ドアを引っ掻くのは、元はハクがよくやっていたことだったけれど、今ではちびっ子3匹も真似するようになっている。
「はいはいはい、どうした?」
ドアを開けると、サーッと白い霧が家の中に流れ込む。どんだけ濃いのよ。
『さつきっ!』
すっかり毛並が戻ったウノハナが尻尾をブンブン振り回す。そのせいで白い霧までもが波打っている。
『さーつきー、ねどりが、よんでるー』
「ネドリ? どうしたの?」
ウノハナが言うには、ホワイトウルフたちからの伝令で、ネドリが私の助けを求めているらしい。
『なんか、いっしょにいるのが、しにかけてるみたいー?』
「しにかけてる……って死にかけてる!?」
いきなり物騒なことを言いだした。
「ちょ、ちょっと、のんびりしてる場合じゃないわっ」
私はタブレットを手にして、『収納』の中身を確認する。
あちらの常備薬的な物から、オババ特性のポーション関係、その他色々ヤバそうなの(梅酒とかブルーベリーのジャムとか。自家栽培したお米で作ったおにぎりとか他諸々)や、非常食をチェックする。
向かう場所を聞いてみたら、獣王国の魔の森の中だという。ホワイトウルフたちが同行してくれると言われても、さすがの私も一人で行く勇気はない。
「風の精霊さん、エイデンに声をかけてくれるかな」
『エイデン~? わかった。ここによべばいい?』
「うん、お願っ……うわっ、もう来たっ!」
バッサバッサという音が上空から聞こえて、あっという間に白い霧が吹き飛ぶ。
大きな真っ黒いドラゴンが現れたかと思ったら、瞬時に人の姿に変わって、地上に降り立った。
うーわー、凄く嬉しそうな顔で歩いてくる。
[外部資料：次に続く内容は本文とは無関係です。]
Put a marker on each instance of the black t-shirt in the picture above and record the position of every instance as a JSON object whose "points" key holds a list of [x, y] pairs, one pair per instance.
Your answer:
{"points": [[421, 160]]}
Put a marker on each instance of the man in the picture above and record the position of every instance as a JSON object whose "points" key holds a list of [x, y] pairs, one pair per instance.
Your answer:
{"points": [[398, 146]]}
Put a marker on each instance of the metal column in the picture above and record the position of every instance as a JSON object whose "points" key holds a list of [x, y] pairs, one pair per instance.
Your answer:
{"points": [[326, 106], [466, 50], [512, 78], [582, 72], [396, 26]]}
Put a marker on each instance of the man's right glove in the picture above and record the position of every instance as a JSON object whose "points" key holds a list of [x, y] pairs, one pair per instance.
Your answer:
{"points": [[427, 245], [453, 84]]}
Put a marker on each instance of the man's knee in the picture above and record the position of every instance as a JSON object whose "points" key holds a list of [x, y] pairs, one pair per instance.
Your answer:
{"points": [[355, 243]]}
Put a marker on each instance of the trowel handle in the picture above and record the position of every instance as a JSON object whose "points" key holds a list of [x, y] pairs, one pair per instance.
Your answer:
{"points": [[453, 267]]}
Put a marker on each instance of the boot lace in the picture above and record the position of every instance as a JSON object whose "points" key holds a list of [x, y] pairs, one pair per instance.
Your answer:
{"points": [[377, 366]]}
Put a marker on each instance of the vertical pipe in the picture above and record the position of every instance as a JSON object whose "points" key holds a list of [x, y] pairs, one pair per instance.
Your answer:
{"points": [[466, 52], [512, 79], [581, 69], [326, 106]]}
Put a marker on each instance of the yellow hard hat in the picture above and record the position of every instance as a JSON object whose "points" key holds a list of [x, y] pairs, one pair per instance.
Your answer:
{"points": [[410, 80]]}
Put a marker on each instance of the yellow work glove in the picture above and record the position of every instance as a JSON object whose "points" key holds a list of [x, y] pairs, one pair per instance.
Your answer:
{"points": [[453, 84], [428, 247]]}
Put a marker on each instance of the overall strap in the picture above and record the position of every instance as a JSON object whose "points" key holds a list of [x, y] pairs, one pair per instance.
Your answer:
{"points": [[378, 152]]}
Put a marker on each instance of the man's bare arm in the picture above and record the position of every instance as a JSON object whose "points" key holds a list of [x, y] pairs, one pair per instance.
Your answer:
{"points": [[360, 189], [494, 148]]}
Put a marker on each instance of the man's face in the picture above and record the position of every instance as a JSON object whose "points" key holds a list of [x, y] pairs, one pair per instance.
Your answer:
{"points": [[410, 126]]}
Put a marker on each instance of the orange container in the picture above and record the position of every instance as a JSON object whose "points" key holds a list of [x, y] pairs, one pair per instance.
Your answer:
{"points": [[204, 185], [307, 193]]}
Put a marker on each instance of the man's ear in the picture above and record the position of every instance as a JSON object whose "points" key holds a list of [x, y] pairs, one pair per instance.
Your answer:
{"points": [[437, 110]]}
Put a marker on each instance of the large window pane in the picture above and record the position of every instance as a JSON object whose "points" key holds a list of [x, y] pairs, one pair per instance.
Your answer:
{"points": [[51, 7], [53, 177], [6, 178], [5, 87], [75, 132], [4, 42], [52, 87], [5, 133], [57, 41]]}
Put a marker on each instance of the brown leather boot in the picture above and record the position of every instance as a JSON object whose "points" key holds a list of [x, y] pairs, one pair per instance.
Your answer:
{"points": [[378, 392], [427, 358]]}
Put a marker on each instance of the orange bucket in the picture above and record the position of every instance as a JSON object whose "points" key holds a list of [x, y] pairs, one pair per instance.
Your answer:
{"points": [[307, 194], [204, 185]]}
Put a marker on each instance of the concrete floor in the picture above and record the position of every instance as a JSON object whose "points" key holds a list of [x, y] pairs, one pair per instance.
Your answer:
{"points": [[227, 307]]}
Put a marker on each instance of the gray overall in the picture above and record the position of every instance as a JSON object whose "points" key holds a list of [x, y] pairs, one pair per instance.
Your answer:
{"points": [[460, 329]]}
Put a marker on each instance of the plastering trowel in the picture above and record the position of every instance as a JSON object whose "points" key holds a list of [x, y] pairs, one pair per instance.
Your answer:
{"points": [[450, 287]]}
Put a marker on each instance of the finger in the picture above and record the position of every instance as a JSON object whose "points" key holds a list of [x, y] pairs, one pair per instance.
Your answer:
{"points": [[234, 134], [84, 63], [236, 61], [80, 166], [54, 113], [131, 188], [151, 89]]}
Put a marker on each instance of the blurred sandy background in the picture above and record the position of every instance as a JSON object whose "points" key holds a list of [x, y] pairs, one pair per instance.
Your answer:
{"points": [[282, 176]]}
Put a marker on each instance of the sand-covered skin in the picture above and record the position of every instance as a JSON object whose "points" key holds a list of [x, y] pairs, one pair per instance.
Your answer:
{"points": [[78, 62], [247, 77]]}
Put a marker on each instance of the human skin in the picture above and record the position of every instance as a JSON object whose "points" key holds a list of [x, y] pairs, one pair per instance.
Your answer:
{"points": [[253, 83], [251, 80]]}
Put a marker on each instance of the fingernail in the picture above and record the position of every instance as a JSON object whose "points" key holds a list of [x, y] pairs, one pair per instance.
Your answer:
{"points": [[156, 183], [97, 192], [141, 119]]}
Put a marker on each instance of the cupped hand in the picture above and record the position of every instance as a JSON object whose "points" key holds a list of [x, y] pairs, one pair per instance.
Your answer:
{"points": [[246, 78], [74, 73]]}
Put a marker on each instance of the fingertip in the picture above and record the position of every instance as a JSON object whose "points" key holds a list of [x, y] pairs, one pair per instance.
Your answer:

どこのトップモデルだよっ。
「五月! 俺に用か?」
「あ、うん」
あまりにも嬉しそうなので、来るの早すぎ、という文句も言えない。
「ネドリが呼んでるらしいの」
「ネドリが? 何があった」
エイデンがウノハナたちに目を向ける。
一緒にいる者が死にかけているという話を聞いて、ふーん、という顔をする。
「ネドリが死にかけているわけではないだろう? なのに、何を心配している」
「いや、それはそうだけどさ。ネドリがホワイトウルフたちに助けを求めたんだよ?」
「……五月はそいつを助けたいと」
「助けられるかはわかんないけどさ、いつも世話になってるわけだし」
「(世話をしてるのは五月の方であろうに)……はぁ。わかった。じゃあ、行くか」
「いえ、ちょ、ちょっと待って!」
私は上着を羽織るべく、2階の部屋へと駆け上がった。